Flu outbreaks are up across China compared with previous years, but the epidemic remains at normal levels and is much less severe than the Sars outbreak, an official from Beijing Centre for Disease Control and Prevention (CDC) has said.
"It is irrelevant to compare flu outbreaks with Sars, as the two diseases are different in many respects," said deputy director He Xiong of the Beijing CDC, who participated in the central government’s efforts to fight Sars in 2003.
"Although Sars is not strongly infectious, it caused panic because it was an entirely new disease unknown to humans then, and there were no effective means of treatment for the disease," he said.
People have known about the flu for many years, and its consequences are not as deadly as Sars, Mr He said. "Rather, it targets those with chronic diseases mostly and can worsen their conditions."
The recent flu epidemic has caused panic, with some linking it to Sars in 2003, which caused more than 300 deaths on the Chinese mainland, according to media reports.
China has entered the peak of flu season, and the number of outbreaks has been significantly higher than the average for the past few years, according to the National Health and Family Planning Commission.

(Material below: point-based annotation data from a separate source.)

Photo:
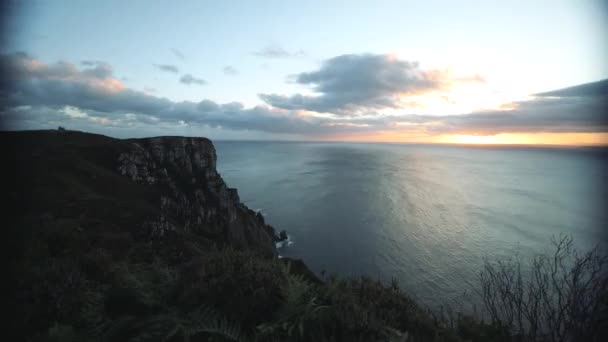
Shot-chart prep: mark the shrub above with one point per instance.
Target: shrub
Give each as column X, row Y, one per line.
column 558, row 297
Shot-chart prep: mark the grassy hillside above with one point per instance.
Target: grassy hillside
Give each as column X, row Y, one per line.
column 80, row 269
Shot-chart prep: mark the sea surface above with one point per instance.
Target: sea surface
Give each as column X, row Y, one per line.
column 426, row 215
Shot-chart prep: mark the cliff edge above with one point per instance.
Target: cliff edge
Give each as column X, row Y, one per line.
column 141, row 189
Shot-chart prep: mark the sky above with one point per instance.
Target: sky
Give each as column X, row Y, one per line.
column 399, row 71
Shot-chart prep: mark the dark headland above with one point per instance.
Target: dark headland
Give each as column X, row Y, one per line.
column 141, row 240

However, surveillance has not found virus mutations that can affect the spread and severity of the disease, and the flu epidemic remains at predicted levels, the authority said.
In Beijing, 5,298 flu cases were reported between Dec 18 and 24, a rise of more than 80 per cent on the previous week, according to the Beijing Health and Family Planning Commission.
The Beijing CDC has called on parents to take precautionary measures to prevent themselves and their children getting the flu, including hand-washing, avoiding crowded places, and eating a balanced diet.
In addition to a healthy lifestyle, vaccination is an effective way of preventing most flu, Mr He said.